Solve: 950 x 7.50 = ?

This first example is a 3 digit computation, ignoring the vernier for now. The way that the inventor assumed you'd use this calculator is that you'd be holding onto the (rigid) vernier casing in one hand, and spinning the disk and managing the index with the other hand. I have modified his method a bit, to fit the simplified constructions. You don't HAVE to do record keeping on the dials, if you don't wish to.

Steps

  1. ZERO the disk ( put the vernier curor over the 1000); also line up the index with origin on disk.

  2. CONNECT the index (i.e, tape it to the disk)

  3. Rotate the vernier cursor counter-clockwise until 950 is under the vernier; Record 1 in the characteristic dial (95 is 9.5 x 10; the power of ten is 1),

Read 9.5 on the cycle scale; record 9 on the first mantissa dial .5 on the second mantissa.

  1. LOCK the index (i.e., move the tape so it holds the vernier and index together)

  2. ZERO the disk . The index should be pointing at about 835 on the outer spiral, and the Vernier cursor is on 1000.

  3. CONNECT the index

  4. Rotate Vernier cursor counter-clockwise until 750 is under the vernier; add 1 in the characteristic dial, add 8.5 on the mantissa dials (9.5 + 8.5 = 18, so 7 is recorded on the first mantissa, zero is on the second)

  5. LOCK the index.

  6. Rotate the index back to 1000.

  7. Under the vernier cursor read 712 (on coil 7) and a bit (the vernier points to .5). The answer including the characteristic (2) would be 712 plus what's on the vernier.

NOTES: With a standard gunter circle, you can set and read a value from either cursor.

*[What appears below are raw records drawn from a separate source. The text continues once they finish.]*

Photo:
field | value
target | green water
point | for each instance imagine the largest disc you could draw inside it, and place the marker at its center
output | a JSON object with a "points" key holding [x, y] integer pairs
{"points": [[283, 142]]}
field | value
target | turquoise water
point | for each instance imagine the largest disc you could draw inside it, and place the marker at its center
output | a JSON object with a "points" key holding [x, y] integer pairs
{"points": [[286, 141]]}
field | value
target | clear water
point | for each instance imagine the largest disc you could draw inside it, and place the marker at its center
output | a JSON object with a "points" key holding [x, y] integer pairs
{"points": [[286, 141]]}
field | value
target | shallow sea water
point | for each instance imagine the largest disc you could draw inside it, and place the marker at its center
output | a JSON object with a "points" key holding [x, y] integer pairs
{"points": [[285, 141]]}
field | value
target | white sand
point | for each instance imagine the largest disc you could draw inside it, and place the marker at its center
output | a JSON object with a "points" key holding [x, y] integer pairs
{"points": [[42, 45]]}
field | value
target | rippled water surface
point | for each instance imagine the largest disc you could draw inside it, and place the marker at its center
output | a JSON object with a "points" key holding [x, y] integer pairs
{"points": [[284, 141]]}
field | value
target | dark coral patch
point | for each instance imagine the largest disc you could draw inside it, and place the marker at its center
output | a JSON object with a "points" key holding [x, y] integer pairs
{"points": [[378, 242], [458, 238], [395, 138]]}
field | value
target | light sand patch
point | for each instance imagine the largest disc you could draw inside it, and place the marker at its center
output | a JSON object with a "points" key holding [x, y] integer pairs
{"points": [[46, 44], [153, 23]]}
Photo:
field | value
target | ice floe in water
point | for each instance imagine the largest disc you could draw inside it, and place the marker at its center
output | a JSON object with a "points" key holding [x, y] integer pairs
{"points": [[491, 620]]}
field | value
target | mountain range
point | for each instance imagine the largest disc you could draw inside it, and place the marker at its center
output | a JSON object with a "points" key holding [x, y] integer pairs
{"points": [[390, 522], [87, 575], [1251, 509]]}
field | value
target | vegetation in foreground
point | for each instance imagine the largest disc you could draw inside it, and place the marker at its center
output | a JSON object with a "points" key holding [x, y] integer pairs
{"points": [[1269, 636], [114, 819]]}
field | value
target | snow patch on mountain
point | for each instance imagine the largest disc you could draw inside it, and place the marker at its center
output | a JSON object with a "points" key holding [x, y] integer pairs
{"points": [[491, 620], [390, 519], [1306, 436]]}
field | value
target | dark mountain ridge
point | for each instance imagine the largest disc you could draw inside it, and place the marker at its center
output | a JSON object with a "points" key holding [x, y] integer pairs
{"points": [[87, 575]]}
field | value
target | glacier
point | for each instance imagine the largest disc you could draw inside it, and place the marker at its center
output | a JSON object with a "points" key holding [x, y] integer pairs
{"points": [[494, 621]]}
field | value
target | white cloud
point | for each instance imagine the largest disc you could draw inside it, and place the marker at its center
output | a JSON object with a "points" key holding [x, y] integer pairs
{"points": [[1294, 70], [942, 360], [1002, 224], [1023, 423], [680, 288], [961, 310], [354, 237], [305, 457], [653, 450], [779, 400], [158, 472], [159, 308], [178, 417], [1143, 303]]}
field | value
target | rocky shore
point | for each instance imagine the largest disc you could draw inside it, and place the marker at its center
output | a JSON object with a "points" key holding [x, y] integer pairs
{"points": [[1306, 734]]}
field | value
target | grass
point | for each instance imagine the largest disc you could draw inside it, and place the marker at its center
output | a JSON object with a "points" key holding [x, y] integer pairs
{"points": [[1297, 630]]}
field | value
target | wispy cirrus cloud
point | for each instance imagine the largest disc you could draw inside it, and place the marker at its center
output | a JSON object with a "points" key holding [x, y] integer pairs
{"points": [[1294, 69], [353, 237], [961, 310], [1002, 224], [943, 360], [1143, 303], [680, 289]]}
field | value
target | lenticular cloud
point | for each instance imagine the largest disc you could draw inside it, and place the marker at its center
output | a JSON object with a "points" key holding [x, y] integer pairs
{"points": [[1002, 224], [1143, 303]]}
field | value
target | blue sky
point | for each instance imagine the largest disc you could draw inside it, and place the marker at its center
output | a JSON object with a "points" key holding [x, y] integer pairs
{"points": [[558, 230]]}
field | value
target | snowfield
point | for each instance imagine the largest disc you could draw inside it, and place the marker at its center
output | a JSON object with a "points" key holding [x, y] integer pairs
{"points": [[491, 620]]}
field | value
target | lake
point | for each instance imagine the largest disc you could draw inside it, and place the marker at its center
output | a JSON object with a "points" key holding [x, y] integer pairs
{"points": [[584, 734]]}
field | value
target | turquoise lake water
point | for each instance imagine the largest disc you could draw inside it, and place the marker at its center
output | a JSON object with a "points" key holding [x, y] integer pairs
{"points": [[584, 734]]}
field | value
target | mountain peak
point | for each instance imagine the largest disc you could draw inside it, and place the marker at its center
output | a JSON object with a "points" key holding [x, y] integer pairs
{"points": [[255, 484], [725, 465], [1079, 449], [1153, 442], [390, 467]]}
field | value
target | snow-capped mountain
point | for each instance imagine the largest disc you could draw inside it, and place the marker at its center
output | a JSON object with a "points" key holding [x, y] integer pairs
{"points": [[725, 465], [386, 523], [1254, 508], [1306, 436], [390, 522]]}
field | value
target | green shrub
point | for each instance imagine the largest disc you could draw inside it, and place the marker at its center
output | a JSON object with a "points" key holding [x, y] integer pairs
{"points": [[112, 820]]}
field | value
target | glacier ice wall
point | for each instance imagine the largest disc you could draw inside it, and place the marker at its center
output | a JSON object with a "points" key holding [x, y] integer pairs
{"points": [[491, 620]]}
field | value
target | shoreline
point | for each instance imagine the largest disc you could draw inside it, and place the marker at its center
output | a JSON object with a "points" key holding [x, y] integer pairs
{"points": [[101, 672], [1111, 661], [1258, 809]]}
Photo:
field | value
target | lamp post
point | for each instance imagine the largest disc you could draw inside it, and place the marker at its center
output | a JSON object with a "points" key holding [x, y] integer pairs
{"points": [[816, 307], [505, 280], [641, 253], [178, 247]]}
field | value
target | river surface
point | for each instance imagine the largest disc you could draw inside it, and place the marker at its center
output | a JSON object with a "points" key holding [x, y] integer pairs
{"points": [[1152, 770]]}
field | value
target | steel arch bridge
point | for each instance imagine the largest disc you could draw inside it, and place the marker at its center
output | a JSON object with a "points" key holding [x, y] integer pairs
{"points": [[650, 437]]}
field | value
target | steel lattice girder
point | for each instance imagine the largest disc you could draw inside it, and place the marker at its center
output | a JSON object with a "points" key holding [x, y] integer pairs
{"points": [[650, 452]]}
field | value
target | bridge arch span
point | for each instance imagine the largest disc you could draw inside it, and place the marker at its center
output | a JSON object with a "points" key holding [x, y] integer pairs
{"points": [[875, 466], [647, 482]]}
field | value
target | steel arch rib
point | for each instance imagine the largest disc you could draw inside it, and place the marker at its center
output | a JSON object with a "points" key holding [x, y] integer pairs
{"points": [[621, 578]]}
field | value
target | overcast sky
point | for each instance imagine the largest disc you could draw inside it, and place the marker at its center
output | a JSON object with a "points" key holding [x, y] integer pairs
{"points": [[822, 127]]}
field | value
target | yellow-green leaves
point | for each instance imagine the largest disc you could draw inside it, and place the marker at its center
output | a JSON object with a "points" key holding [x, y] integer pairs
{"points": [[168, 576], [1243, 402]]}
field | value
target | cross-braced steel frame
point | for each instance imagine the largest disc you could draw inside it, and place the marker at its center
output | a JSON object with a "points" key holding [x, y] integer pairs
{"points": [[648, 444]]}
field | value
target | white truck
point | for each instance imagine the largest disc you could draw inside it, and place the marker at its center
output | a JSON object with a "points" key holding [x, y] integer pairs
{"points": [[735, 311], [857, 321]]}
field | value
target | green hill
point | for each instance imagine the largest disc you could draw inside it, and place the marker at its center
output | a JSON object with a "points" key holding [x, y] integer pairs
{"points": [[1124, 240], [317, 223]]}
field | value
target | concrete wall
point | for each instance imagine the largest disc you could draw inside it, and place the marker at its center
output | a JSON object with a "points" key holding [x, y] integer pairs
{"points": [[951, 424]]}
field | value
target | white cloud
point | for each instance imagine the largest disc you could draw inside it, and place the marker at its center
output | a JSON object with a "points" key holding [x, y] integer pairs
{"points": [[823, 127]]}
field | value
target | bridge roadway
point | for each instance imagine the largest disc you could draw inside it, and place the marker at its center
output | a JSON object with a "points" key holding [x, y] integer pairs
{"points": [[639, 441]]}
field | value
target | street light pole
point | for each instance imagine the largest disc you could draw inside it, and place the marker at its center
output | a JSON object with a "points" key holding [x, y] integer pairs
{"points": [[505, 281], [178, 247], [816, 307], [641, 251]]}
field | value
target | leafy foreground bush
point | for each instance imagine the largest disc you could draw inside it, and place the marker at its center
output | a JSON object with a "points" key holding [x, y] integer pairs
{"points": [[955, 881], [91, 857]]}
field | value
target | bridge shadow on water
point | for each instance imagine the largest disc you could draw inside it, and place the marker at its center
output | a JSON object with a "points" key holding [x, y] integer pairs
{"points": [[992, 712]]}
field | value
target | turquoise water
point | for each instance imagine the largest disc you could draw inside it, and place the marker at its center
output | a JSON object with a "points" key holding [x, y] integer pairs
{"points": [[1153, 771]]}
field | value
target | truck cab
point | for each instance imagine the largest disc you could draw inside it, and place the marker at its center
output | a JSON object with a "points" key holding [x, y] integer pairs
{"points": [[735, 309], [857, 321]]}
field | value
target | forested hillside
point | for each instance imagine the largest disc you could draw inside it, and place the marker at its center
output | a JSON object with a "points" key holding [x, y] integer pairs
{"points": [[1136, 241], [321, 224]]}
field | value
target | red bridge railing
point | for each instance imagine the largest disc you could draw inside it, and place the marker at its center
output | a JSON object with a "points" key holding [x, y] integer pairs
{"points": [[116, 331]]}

With the Log Spiral design, you have but one (vernier) cursor, and the index is strictly a memory store, accumulating a distance. The CONNECT index, Rotate disk, LOCK pattern served to accumulate the angular distance of the two numbers. When you put the index back on the 1000 at the last step you can read the result on the vernier cursor.

on step 7, I stated 'add 1 to the characteristic'. The patent algorithm handles this (you rotate the disk and add 1 when you pass 1000 in one direction, subtracting 1 when you pass 1000 in the opposite direction). In this case, I'm simply doing the power of 10 math in my head. 7.5 x 9.5 is about 70 = 7 x 10, so the characteristic (power of 10) is 1.